Enabling Jumbo Frame to lmprove Network Performance

 

 


 

Jumbo Frames: is a frame with a payload greater than the standard maximum transmission unit (MTU) of 1,500 bytes. Jumbo frames can carry up to 9000 bytes of payload. Enabling jumbo frames can improve network performance by making data transmissions more efficient, and with less protocol overhead.

But before enabling Jumbo frame, you need to consider the network must support Jumbo frames end-to-end and configure the entire network path, including:

    • VMkernel adaptor
    • Virtual switches
    • Hosts NICs
    • Physical switches
    • Routers
    • Storage devices

You don’t have to use jumbo frames everywhere, and in many cases, they are not needed; With the granularity vSphere networking offers, it is possible to have different MTU settings in your environment. For example, you may want to configure the storage connectivity to use jumbo frames while the virtual machines use the standard 1500 MTU.

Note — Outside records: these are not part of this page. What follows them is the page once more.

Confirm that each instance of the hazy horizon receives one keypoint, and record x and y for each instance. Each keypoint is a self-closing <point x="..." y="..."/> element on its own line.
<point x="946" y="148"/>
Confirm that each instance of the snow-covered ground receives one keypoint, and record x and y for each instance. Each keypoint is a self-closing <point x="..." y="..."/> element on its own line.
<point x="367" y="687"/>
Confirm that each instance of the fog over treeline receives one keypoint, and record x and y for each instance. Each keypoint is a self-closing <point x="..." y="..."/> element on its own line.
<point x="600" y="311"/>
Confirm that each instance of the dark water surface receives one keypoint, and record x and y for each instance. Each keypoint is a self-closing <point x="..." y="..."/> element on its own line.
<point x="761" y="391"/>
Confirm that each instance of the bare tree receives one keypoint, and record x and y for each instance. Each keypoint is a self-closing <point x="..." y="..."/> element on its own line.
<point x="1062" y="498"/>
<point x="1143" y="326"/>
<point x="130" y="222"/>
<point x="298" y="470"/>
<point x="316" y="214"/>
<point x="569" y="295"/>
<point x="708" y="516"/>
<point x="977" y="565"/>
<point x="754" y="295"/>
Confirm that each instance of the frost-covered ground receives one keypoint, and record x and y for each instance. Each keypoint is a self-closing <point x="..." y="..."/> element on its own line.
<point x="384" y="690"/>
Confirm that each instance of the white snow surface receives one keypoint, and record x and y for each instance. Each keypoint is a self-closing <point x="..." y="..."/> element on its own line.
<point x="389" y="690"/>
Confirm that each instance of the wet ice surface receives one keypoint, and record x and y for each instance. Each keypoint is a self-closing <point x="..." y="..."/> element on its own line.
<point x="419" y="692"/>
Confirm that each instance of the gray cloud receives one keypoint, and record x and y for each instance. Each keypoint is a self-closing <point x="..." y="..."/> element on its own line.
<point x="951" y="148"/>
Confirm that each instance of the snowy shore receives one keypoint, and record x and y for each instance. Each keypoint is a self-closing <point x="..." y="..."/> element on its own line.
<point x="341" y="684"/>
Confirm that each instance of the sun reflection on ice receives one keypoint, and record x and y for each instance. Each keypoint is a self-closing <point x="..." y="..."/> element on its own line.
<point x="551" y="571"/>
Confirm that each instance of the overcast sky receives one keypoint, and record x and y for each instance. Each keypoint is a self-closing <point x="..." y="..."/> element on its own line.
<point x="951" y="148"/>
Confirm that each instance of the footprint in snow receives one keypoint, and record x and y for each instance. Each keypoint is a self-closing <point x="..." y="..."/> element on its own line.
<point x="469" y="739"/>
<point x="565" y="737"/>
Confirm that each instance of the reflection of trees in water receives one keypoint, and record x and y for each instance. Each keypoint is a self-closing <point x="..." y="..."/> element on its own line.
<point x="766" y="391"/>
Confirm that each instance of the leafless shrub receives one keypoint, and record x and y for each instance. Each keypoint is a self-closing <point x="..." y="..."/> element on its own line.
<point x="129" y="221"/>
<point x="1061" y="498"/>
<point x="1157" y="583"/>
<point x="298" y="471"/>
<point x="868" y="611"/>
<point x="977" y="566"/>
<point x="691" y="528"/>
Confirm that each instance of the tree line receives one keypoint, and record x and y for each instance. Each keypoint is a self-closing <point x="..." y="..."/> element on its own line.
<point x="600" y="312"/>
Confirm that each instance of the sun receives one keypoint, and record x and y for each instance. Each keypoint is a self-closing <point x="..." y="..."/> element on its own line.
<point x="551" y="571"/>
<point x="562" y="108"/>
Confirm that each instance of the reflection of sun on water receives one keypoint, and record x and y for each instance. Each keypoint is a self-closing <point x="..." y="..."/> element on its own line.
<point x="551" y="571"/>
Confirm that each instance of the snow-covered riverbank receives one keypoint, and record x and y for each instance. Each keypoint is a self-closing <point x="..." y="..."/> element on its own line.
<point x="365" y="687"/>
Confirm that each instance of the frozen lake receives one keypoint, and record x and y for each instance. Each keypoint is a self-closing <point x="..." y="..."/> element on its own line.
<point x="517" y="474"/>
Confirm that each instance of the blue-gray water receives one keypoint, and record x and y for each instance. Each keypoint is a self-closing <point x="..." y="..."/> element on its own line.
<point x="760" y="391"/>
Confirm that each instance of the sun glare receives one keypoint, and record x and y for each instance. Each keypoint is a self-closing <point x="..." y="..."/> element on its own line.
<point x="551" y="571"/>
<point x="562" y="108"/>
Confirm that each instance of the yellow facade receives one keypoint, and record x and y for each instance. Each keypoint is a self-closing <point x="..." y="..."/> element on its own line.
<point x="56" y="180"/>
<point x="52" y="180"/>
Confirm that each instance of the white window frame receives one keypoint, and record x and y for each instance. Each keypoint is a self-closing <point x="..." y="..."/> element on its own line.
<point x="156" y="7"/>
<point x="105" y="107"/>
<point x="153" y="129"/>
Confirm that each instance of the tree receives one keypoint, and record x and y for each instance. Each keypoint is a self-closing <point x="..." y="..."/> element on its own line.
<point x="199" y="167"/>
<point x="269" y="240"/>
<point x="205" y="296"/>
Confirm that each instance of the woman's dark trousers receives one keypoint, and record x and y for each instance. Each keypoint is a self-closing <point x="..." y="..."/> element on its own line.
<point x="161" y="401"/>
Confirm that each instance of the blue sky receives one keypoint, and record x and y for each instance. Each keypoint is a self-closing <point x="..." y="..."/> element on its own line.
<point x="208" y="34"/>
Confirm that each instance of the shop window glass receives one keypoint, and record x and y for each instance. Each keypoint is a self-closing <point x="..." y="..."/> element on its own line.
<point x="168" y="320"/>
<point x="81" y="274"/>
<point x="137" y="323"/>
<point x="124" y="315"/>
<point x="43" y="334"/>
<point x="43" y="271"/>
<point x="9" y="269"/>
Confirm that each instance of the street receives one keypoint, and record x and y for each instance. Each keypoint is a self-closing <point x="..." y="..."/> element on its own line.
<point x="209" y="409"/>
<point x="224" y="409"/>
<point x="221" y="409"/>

The most common application of jumbo frames is on IP storage networks such as iSCSI, NFS, and vMotion networks. These networks are generally closed, and device configuration can be governed. Enabling jumbo frame support on a virtual machine requires a VMXNET3 adapter, and inside the guest operating system, configure the network adapter to allow jumbo frames.

 

For routers and switches must have ports set to an MTU that is greater than 9000 (packet header + packet data). Check the manufacturer’s recommendation when changing these settings, but on a router or switch 9216 is a common MTU size that accommodates an Ethernet packet with a 9000-byte payload. 

Remember: changing one point without changing all related VMkernels or targets. This can cause issues such as vMotion failing, vSAN hosts becoming isolated, or external storage losing connectivity. Mismatched MTU settings cause dropped packets isolating or degrading hosts’ or target’s connectivity. Missing any device or misconfiguring devices for jumbo frames will cause intermittent issues.

 

That being said, you need to check whether the hardware in your environment supports a jumbo frame or not? Then you will begin by changing the MTU for the vMotion only, and its recommended start for one cluster to ensure there is no issue; then you will move to another cluster. Also, When changing the MTU size on a vDS, the attached physical NICs are brought down and up again instantly. This causes a very brief network outage on the vDS.

 

After enabling jumbo frames, it’s important to test connectivity between all devices, by using the Ping command that includes specific parameters to have a packet size larger than 1500, and without fragmenting the packets:

For VMWare: vmkping -I vmk3 -s 9000 -d [Destination_IP]
-I vmk3 tells vmkping to use the interface vmk3 as the source of the packets.

-s 8000 tells vmkping to send an 8000-byte payload.

-d tells vmkping to set the don’t fragment bit (DF). 

For Windows: ping [Destination_IP] -l 9000 -f 

For Linux: ping -s 9000 -M do [Destination_IP] 

 

Making sure that pings are going out the correct interface during the test. Virtual machine hosts, switches, and routers all have multiple ports, networks, and VLANs configured. Then you need to observe the environment for a couple of days.